No fue el almuerzo lo que me quebró. Fue el después. La forma en que el restaurante entero pareció notar nuestra entrada sin que nadie se atreviera a mirarnos de frente. La manera en que él eligió la mesa más visible, no por ostentación sino por estrategia. La naturalidad con la que pidió por mí, como si conociera mis gustos, como si ese derecho ya le perteneciera.
No hubo gestos románticos. No hubo caricias. No hubo palabras dulces. Y aun así, todos entendieron. Yo era suya. No en el sentido ingenuo que solía venderse en historias bonitas. No como promesa de amor. Sino como territorio marcado, como algo que no se toca sin consecuencias.
—Estás tensa —observó, cuando el camarero se alejó.
—¿Te sorprende? —respondí.
—No. Me preocupa.
Alzó la mirada apenas, recorriendo el lugar con atención. No estaba mirándome. Estaba vigilando.
—Desde hoy —dijo—, cada espacio público va a sentirse así.
—¿Así cómo?
—Como si todos supieran algo que vos no terminás de aceptar.
Apreté los dedos bajo la mesa.
—Esto no era parte del trato.
—Nunca hablamos de esto como un trato —corrigió—. Hablamos de elecciones.
—Elegí trabajar contigo. No convertirme en el centro de atención.
—Eso es una consecuencia, no una intención.
El silencio que siguió no fue incómodo. Fue pesado. Lleno de pensamientos que no quería formular. Cuando regresamos al edificio, el efecto fue peor. Las miradas. Los murmullos apagados. La distancia súbita. Nadie me habló como antes. Nadie se acercó con naturalidad. No por desprecio, sino por prudencia.

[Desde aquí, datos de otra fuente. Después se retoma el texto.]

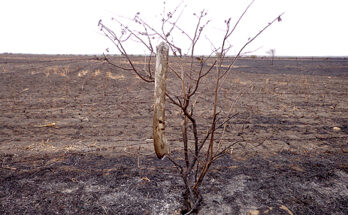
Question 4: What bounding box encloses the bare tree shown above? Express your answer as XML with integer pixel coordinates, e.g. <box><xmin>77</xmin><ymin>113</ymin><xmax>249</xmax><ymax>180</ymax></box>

<box><xmin>267</xmin><ymin>49</ymin><xmax>275</xmax><ymax>65</ymax></box>
<box><xmin>99</xmin><ymin>0</ymin><xmax>282</xmax><ymax>214</ymax></box>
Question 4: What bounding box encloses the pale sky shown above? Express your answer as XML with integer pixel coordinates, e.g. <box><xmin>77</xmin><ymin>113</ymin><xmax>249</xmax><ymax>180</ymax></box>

<box><xmin>0</xmin><ymin>0</ymin><xmax>348</xmax><ymax>56</ymax></box>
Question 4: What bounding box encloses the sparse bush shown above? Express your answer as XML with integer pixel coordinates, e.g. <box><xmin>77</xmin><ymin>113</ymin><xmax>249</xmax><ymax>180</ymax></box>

<box><xmin>99</xmin><ymin>1</ymin><xmax>282</xmax><ymax>214</ymax></box>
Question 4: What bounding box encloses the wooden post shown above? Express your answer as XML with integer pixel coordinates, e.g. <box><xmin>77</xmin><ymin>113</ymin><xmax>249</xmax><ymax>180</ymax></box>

<box><xmin>153</xmin><ymin>42</ymin><xmax>169</xmax><ymax>159</ymax></box>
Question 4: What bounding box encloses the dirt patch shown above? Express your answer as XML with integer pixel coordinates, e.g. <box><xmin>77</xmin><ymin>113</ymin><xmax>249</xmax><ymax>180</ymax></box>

<box><xmin>0</xmin><ymin>55</ymin><xmax>348</xmax><ymax>215</ymax></box>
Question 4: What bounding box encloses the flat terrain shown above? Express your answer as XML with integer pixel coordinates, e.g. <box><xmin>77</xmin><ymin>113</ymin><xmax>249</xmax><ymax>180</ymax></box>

<box><xmin>0</xmin><ymin>54</ymin><xmax>348</xmax><ymax>215</ymax></box>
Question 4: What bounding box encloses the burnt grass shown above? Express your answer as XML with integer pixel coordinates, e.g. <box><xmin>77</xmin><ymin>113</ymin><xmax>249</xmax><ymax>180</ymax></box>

<box><xmin>0</xmin><ymin>151</ymin><xmax>348</xmax><ymax>214</ymax></box>
<box><xmin>0</xmin><ymin>54</ymin><xmax>348</xmax><ymax>215</ymax></box>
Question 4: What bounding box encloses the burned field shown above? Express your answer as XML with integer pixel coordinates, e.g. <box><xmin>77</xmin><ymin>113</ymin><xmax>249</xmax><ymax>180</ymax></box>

<box><xmin>0</xmin><ymin>54</ymin><xmax>348</xmax><ymax>215</ymax></box>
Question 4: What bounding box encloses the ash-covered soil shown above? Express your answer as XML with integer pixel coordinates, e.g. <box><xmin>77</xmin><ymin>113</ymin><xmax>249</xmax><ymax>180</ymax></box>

<box><xmin>0</xmin><ymin>54</ymin><xmax>348</xmax><ymax>215</ymax></box>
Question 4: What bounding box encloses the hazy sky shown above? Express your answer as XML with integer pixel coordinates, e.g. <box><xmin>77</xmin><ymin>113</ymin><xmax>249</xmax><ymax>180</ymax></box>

<box><xmin>0</xmin><ymin>0</ymin><xmax>348</xmax><ymax>56</ymax></box>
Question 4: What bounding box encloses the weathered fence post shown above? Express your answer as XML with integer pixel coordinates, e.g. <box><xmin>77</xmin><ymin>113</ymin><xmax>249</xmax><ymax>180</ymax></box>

<box><xmin>153</xmin><ymin>42</ymin><xmax>169</xmax><ymax>158</ymax></box>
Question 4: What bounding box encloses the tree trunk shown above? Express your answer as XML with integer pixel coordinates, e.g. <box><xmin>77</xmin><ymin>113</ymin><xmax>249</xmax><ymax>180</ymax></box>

<box><xmin>153</xmin><ymin>42</ymin><xmax>169</xmax><ymax>159</ymax></box>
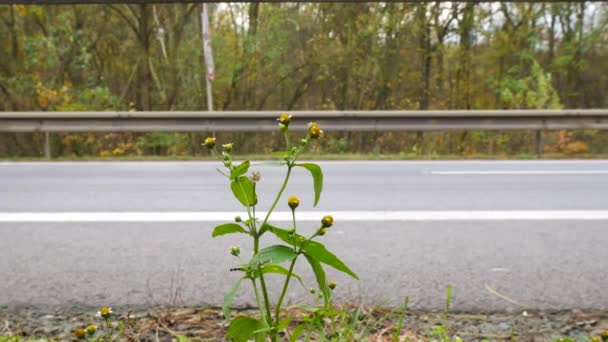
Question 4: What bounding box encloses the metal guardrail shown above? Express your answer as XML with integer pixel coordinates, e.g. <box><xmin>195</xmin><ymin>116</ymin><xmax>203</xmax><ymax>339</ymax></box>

<box><xmin>0</xmin><ymin>109</ymin><xmax>608</xmax><ymax>132</ymax></box>
<box><xmin>0</xmin><ymin>109</ymin><xmax>608</xmax><ymax>157</ymax></box>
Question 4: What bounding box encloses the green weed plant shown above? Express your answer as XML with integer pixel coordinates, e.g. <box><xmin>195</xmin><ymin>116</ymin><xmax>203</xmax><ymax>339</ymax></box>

<box><xmin>204</xmin><ymin>114</ymin><xmax>358</xmax><ymax>342</ymax></box>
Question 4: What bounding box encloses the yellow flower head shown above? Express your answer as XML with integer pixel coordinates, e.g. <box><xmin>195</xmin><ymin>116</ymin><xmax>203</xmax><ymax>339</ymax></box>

<box><xmin>277</xmin><ymin>114</ymin><xmax>291</xmax><ymax>127</ymax></box>
<box><xmin>97</xmin><ymin>306</ymin><xmax>112</xmax><ymax>319</ymax></box>
<box><xmin>222</xmin><ymin>143</ymin><xmax>232</xmax><ymax>153</ymax></box>
<box><xmin>287</xmin><ymin>196</ymin><xmax>300</xmax><ymax>210</ymax></box>
<box><xmin>74</xmin><ymin>329</ymin><xmax>86</xmax><ymax>339</ymax></box>
<box><xmin>85</xmin><ymin>324</ymin><xmax>97</xmax><ymax>335</ymax></box>
<box><xmin>203</xmin><ymin>137</ymin><xmax>215</xmax><ymax>148</ymax></box>
<box><xmin>308</xmin><ymin>122</ymin><xmax>323</xmax><ymax>139</ymax></box>
<box><xmin>321</xmin><ymin>215</ymin><xmax>334</xmax><ymax>228</ymax></box>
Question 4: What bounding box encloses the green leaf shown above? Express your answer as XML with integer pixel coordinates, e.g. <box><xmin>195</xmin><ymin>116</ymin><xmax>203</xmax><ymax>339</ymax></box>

<box><xmin>211</xmin><ymin>223</ymin><xmax>249</xmax><ymax>237</ymax></box>
<box><xmin>226</xmin><ymin>316</ymin><xmax>266</xmax><ymax>342</ymax></box>
<box><xmin>249</xmin><ymin>245</ymin><xmax>297</xmax><ymax>269</ymax></box>
<box><xmin>304</xmin><ymin>253</ymin><xmax>329</xmax><ymax>305</ymax></box>
<box><xmin>290</xmin><ymin>324</ymin><xmax>306</xmax><ymax>342</ymax></box>
<box><xmin>262</xmin><ymin>224</ymin><xmax>359</xmax><ymax>280</ymax></box>
<box><xmin>261</xmin><ymin>223</ymin><xmax>306</xmax><ymax>247</ymax></box>
<box><xmin>230</xmin><ymin>160</ymin><xmax>251</xmax><ymax>180</ymax></box>
<box><xmin>295</xmin><ymin>163</ymin><xmax>323</xmax><ymax>207</ymax></box>
<box><xmin>256</xmin><ymin>265</ymin><xmax>305</xmax><ymax>287</ymax></box>
<box><xmin>277</xmin><ymin>316</ymin><xmax>291</xmax><ymax>332</ymax></box>
<box><xmin>223</xmin><ymin>278</ymin><xmax>243</xmax><ymax>321</ymax></box>
<box><xmin>230</xmin><ymin>177</ymin><xmax>258</xmax><ymax>207</ymax></box>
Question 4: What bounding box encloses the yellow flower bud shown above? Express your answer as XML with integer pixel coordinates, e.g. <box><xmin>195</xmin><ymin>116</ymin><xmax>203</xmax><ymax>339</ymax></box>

<box><xmin>277</xmin><ymin>114</ymin><xmax>291</xmax><ymax>127</ymax></box>
<box><xmin>222</xmin><ymin>143</ymin><xmax>232</xmax><ymax>153</ymax></box>
<box><xmin>74</xmin><ymin>329</ymin><xmax>86</xmax><ymax>339</ymax></box>
<box><xmin>287</xmin><ymin>196</ymin><xmax>300</xmax><ymax>210</ymax></box>
<box><xmin>321</xmin><ymin>215</ymin><xmax>334</xmax><ymax>228</ymax></box>
<box><xmin>203</xmin><ymin>137</ymin><xmax>215</xmax><ymax>148</ymax></box>
<box><xmin>98</xmin><ymin>306</ymin><xmax>112</xmax><ymax>319</ymax></box>
<box><xmin>308</xmin><ymin>122</ymin><xmax>323</xmax><ymax>139</ymax></box>
<box><xmin>85</xmin><ymin>324</ymin><xmax>97</xmax><ymax>336</ymax></box>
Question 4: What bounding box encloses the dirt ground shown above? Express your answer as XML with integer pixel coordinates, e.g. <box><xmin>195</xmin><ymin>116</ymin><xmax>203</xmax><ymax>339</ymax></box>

<box><xmin>0</xmin><ymin>306</ymin><xmax>608</xmax><ymax>341</ymax></box>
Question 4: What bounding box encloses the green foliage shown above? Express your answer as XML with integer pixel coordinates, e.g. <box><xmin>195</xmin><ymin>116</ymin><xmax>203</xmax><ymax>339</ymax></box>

<box><xmin>226</xmin><ymin>316</ymin><xmax>265</xmax><ymax>342</ymax></box>
<box><xmin>230</xmin><ymin>160</ymin><xmax>251</xmax><ymax>180</ymax></box>
<box><xmin>206</xmin><ymin>115</ymin><xmax>358</xmax><ymax>341</ymax></box>
<box><xmin>230</xmin><ymin>177</ymin><xmax>258</xmax><ymax>207</ymax></box>
<box><xmin>249</xmin><ymin>245</ymin><xmax>297</xmax><ymax>269</ymax></box>
<box><xmin>211</xmin><ymin>223</ymin><xmax>248</xmax><ymax>237</ymax></box>
<box><xmin>0</xmin><ymin>2</ymin><xmax>608</xmax><ymax>158</ymax></box>
<box><xmin>295</xmin><ymin>163</ymin><xmax>323</xmax><ymax>207</ymax></box>
<box><xmin>222</xmin><ymin>278</ymin><xmax>243</xmax><ymax>321</ymax></box>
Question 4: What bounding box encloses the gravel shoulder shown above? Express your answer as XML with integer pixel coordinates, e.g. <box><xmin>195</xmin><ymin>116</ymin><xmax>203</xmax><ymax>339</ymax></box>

<box><xmin>0</xmin><ymin>306</ymin><xmax>608</xmax><ymax>341</ymax></box>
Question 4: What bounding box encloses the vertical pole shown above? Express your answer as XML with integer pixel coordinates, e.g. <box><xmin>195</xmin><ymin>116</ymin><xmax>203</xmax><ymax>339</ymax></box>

<box><xmin>205</xmin><ymin>77</ymin><xmax>213</xmax><ymax>112</ymax></box>
<box><xmin>536</xmin><ymin>129</ymin><xmax>543</xmax><ymax>159</ymax></box>
<box><xmin>201</xmin><ymin>3</ymin><xmax>215</xmax><ymax>112</ymax></box>
<box><xmin>44</xmin><ymin>132</ymin><xmax>51</xmax><ymax>160</ymax></box>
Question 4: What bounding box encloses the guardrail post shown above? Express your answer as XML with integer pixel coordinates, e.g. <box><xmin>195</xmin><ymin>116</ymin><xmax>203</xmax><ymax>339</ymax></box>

<box><xmin>44</xmin><ymin>132</ymin><xmax>51</xmax><ymax>159</ymax></box>
<box><xmin>536</xmin><ymin>130</ymin><xmax>543</xmax><ymax>159</ymax></box>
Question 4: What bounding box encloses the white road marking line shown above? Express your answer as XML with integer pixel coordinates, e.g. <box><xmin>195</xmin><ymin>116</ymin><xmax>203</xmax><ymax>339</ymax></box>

<box><xmin>430</xmin><ymin>170</ymin><xmax>608</xmax><ymax>175</ymax></box>
<box><xmin>0</xmin><ymin>210</ymin><xmax>608</xmax><ymax>222</ymax></box>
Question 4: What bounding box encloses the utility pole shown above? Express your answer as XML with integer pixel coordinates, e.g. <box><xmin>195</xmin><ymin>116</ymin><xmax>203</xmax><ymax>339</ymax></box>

<box><xmin>201</xmin><ymin>3</ymin><xmax>215</xmax><ymax>112</ymax></box>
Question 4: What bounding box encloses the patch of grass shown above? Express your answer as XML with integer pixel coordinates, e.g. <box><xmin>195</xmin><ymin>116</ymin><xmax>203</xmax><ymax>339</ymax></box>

<box><xmin>0</xmin><ymin>153</ymin><xmax>608</xmax><ymax>162</ymax></box>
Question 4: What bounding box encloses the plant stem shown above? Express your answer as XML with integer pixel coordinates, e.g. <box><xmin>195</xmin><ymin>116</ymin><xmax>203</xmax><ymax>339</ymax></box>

<box><xmin>251</xmin><ymin>279</ymin><xmax>272</xmax><ymax>326</ymax></box>
<box><xmin>274</xmin><ymin>255</ymin><xmax>298</xmax><ymax>326</ymax></box>
<box><xmin>262</xmin><ymin>164</ymin><xmax>293</xmax><ymax>227</ymax></box>
<box><xmin>258</xmin><ymin>267</ymin><xmax>272</xmax><ymax>332</ymax></box>
<box><xmin>291</xmin><ymin>209</ymin><xmax>298</xmax><ymax>253</ymax></box>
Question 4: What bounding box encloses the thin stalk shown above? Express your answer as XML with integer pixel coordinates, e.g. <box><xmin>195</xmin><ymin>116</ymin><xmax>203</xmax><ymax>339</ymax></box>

<box><xmin>274</xmin><ymin>255</ymin><xmax>298</xmax><ymax>326</ymax></box>
<box><xmin>291</xmin><ymin>209</ymin><xmax>298</xmax><ymax>253</ymax></box>
<box><xmin>262</xmin><ymin>165</ymin><xmax>293</xmax><ymax>227</ymax></box>
<box><xmin>258</xmin><ymin>267</ymin><xmax>272</xmax><ymax>334</ymax></box>
<box><xmin>251</xmin><ymin>279</ymin><xmax>272</xmax><ymax>326</ymax></box>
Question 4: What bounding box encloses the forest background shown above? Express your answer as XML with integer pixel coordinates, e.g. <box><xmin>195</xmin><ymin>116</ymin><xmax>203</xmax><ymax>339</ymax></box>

<box><xmin>0</xmin><ymin>1</ymin><xmax>608</xmax><ymax>158</ymax></box>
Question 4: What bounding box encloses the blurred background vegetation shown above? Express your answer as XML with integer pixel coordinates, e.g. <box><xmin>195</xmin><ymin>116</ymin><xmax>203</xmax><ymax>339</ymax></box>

<box><xmin>0</xmin><ymin>1</ymin><xmax>608</xmax><ymax>157</ymax></box>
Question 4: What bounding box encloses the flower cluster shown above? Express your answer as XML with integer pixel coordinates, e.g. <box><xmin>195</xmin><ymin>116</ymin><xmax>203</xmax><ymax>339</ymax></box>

<box><xmin>74</xmin><ymin>306</ymin><xmax>113</xmax><ymax>340</ymax></box>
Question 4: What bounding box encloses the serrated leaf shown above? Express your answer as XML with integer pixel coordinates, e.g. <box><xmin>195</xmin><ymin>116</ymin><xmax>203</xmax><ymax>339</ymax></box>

<box><xmin>290</xmin><ymin>324</ymin><xmax>306</xmax><ymax>342</ymax></box>
<box><xmin>211</xmin><ymin>223</ymin><xmax>249</xmax><ymax>237</ymax></box>
<box><xmin>304</xmin><ymin>253</ymin><xmax>329</xmax><ymax>305</ymax></box>
<box><xmin>222</xmin><ymin>278</ymin><xmax>243</xmax><ymax>321</ymax></box>
<box><xmin>251</xmin><ymin>161</ymin><xmax>287</xmax><ymax>166</ymax></box>
<box><xmin>230</xmin><ymin>160</ymin><xmax>251</xmax><ymax>180</ymax></box>
<box><xmin>295</xmin><ymin>163</ymin><xmax>323</xmax><ymax>207</ymax></box>
<box><xmin>226</xmin><ymin>316</ymin><xmax>266</xmax><ymax>342</ymax></box>
<box><xmin>230</xmin><ymin>177</ymin><xmax>258</xmax><ymax>207</ymax></box>
<box><xmin>277</xmin><ymin>316</ymin><xmax>291</xmax><ymax>332</ymax></box>
<box><xmin>261</xmin><ymin>223</ymin><xmax>306</xmax><ymax>247</ymax></box>
<box><xmin>263</xmin><ymin>224</ymin><xmax>359</xmax><ymax>280</ymax></box>
<box><xmin>256</xmin><ymin>265</ymin><xmax>304</xmax><ymax>287</ymax></box>
<box><xmin>249</xmin><ymin>245</ymin><xmax>297</xmax><ymax>269</ymax></box>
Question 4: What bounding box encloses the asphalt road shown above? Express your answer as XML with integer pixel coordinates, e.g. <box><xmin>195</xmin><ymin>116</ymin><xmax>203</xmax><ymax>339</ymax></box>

<box><xmin>0</xmin><ymin>161</ymin><xmax>608</xmax><ymax>311</ymax></box>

No te acerques demasiado. No preguntes. No mires. Eso decían sus gestos. En el ascensor, él permaneció a mi lado sin tocarme. No hizo falta. Su sola presencia era un muro.
—Esto va a aislarme —dije, apenas.
—Sí.
—¿Y te parece aceptable?
Me miró entonces. No con dureza. Con algo más honesto.
—No —respondió—. Pero es inevitable.
—¿Por qué?
—Porque quien se acerca a mí… pierde el anonimato.
Sentí un nudo en la garganta.
—Yo no pedí esto.
—No —admitió—. Pero tampoco huiste cuando aún podías.
No supe qué responder. El resto del día fue una sucesión de escenas pequeñas, crueles en su sutileza: reuniones en las que ya no me invitaban a sentarme, correos que llegaban con copia directa a él, conversaciones que se detenían cuando yo pasaba. No era hostilidad..Era precaución..Y eso dolía más.
Al caer la tarde, me refugié en el baño del piso. Cerré la puerta y me apoyé contra el lavamanos. Me miré al espejo. No veía a una mujer protegida..Veía a alguien marcada. La puerta se abrió suavemente.
—Sabía que estarías acá —dijo su voz.
Me giré de golpe.
—¿Me estás siguiendo incluso aquí?
—Te estoy cuidando —corrigió—.Y sí. Incluso aquí.
Me crucé de brazos.
—Esto no es vida —susurré—. Esto es encierro con paredes invisibles.
Se apoyó contra la pared opuesta, manteniendo distancia.
—¿Creés que no lo sé?
—Entonces ¿por qué lo haces?
Guardó silencio unos segundos.
—Porque el mundo que se te vino encima no se combate con amabilidad —dijo— Se combate con presencia.
—¿Y qué pasa conmigo? —pregunté—¿Dónde quedo yo en todo esto?
Sus ojos se clavaron en los míos.
—Quedás viva.
La respuesta fue brutal.
—Eso no siempre es suficiente.
—Para mí, sí.
Salí del baño con el pecho apretado. No volví a mi escritorio. No pude concentrarme. Cuando el día terminó, él me acompañó hasta el auto sin decir una palabra. Ya no pregunté si era necesario. Esa noche, sola en mi departamento por primera vez en días, entendí el verdadero costo. No era el miedo. No era el peligro.
Era la dependencia silenciosa. Porque cuando el teléfono vibró por un ruido en el pasillo mi primer impulso no fue llamar a la policía. Fue llamarlo a él. Y ese pensamiento me aterrorizó.